Towards Foundation-model-based Multiagent System to Accelerate AI for Social Impact
Yunfan Zhao, Niclas Boehmer, Aparna Taneja, Milind Tambe
TL;DR
The paper tackles the labor-intensive nature of AI4SI development by proposing a meta-level multi-agent system that uses foundation models to accelerate problem formulation, solution design, and testing for resource-allocation tasks. FM-agents configure and adapt base-level agents and methods across scenarios, with human-in-the-loop oversight and fairness constraints. The framework aims to lower costs, improve generalization across domains, and enable safer deployment in social-impact settings, illustrated through the ARMMAN running example for designing state-action spaces, adaptive solution methods, and fairness-aware deployment.
Abstract
AI for social impact (AI4SI) offers significant potential for addressing complex societal challenges in areas such as public health, agriculture, education, conservation, and public safety.

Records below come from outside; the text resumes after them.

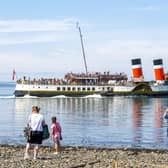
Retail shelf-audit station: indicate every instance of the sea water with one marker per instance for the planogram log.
(94, 121)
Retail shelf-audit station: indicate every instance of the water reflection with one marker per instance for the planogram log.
(115, 121)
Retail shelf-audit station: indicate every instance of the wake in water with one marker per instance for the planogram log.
(7, 97)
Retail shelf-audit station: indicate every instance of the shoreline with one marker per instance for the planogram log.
(75, 157)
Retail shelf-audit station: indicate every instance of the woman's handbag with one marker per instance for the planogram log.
(46, 133)
(27, 132)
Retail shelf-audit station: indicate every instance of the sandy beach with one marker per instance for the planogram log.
(78, 157)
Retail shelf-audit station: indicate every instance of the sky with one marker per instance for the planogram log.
(39, 38)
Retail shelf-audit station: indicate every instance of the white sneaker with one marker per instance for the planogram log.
(26, 156)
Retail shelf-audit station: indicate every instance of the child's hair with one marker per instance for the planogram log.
(53, 119)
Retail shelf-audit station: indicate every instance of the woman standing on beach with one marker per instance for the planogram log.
(36, 122)
(56, 134)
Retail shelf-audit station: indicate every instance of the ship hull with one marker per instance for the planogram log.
(142, 89)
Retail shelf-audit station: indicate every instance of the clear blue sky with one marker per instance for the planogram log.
(39, 37)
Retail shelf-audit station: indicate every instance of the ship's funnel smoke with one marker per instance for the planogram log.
(137, 70)
(158, 70)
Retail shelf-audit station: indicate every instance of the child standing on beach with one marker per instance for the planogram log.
(56, 134)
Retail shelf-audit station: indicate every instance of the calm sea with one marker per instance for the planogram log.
(113, 122)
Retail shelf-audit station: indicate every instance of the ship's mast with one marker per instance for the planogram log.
(83, 51)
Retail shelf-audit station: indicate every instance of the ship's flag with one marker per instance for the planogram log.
(13, 74)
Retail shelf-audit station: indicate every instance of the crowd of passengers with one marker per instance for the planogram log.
(73, 78)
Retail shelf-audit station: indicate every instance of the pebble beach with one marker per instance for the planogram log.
(78, 157)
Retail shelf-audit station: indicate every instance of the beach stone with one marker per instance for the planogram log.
(76, 157)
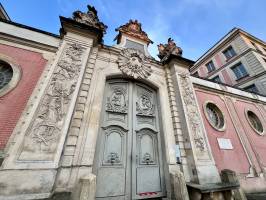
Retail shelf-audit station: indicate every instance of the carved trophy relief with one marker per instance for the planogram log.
(117, 101)
(144, 105)
(192, 112)
(44, 131)
(134, 63)
(113, 158)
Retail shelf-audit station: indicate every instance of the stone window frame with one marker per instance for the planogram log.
(222, 129)
(15, 77)
(250, 124)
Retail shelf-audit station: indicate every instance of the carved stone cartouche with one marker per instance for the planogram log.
(134, 63)
(90, 18)
(165, 50)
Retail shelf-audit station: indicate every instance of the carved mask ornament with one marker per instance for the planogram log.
(134, 63)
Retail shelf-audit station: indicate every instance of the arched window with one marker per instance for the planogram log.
(6, 74)
(255, 122)
(9, 75)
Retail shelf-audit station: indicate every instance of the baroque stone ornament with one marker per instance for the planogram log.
(117, 101)
(192, 111)
(134, 64)
(144, 105)
(90, 18)
(45, 130)
(133, 29)
(113, 158)
(165, 50)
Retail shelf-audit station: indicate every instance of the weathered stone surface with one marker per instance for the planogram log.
(179, 188)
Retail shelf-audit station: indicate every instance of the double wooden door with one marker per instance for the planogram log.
(129, 153)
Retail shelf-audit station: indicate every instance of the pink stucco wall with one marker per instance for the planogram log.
(248, 147)
(226, 77)
(257, 141)
(223, 158)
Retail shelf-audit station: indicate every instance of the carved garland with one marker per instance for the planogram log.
(46, 128)
(192, 111)
(134, 63)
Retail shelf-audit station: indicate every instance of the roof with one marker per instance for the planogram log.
(3, 13)
(225, 38)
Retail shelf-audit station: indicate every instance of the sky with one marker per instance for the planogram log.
(195, 25)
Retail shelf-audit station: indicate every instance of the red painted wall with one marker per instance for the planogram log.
(13, 103)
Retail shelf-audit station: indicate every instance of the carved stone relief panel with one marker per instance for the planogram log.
(114, 146)
(147, 145)
(44, 131)
(145, 102)
(192, 112)
(117, 101)
(134, 63)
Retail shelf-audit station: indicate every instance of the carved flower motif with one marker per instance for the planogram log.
(134, 63)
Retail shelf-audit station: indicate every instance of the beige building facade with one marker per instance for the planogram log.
(83, 120)
(238, 59)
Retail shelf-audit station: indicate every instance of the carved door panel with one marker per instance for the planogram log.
(128, 154)
(113, 144)
(147, 171)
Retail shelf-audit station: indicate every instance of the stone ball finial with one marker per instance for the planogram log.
(167, 49)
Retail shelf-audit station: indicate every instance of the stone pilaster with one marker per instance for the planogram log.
(41, 135)
(198, 153)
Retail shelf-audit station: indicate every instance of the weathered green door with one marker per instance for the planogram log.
(128, 158)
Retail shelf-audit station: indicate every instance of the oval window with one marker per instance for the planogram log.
(255, 122)
(6, 74)
(215, 116)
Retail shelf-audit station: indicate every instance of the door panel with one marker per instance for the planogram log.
(147, 167)
(129, 164)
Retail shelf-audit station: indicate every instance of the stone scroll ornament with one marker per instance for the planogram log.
(44, 131)
(192, 111)
(134, 63)
(90, 18)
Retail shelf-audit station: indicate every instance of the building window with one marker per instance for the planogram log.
(9, 76)
(6, 74)
(255, 122)
(239, 71)
(216, 79)
(256, 46)
(210, 66)
(229, 52)
(252, 88)
(196, 74)
(214, 116)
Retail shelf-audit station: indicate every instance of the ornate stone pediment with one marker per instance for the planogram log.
(165, 50)
(133, 29)
(134, 63)
(90, 18)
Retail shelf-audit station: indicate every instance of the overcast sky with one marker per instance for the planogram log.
(195, 25)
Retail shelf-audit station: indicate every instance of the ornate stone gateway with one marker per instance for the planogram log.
(129, 156)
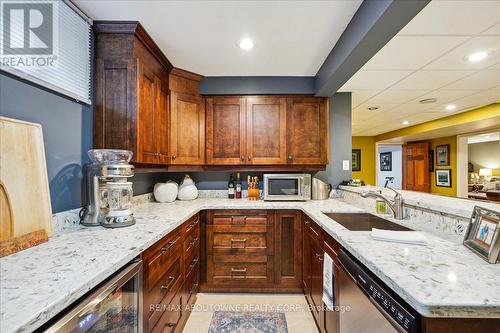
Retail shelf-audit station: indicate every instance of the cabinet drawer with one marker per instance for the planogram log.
(170, 316)
(240, 239)
(164, 290)
(192, 225)
(191, 241)
(234, 269)
(160, 257)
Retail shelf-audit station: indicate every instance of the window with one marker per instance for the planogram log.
(48, 43)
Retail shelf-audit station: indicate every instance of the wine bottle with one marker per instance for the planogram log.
(230, 187)
(238, 186)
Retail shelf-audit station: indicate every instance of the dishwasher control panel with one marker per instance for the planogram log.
(386, 304)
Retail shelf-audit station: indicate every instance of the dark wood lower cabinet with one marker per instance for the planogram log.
(252, 251)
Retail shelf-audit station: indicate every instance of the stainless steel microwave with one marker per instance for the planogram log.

However, existing AI4SI research is often labor-intensive and resource-demanding, limiting its accessibility and scalability; the standard approach is to design a (base-level) system tailored to a specific AI4SI problem. We propose the development of a novel meta-level multi-agent system designed to accelerate the development of such base-level systems, thereby reducing the computational cost and the burden on social impact domain experts and AI researchers. Leveraging advancements in foundation models and large language models, our proposed approach focuses on resource allocation problems providing help across the full AI4SI pipeline from problem formulation over solution design to impact evaluation. We highlight the ethical considerations and challenges inherent in deploying such systems and emphasize the importance of a human-in-the-loop approach to ensure the responsible and effective application of AI systems.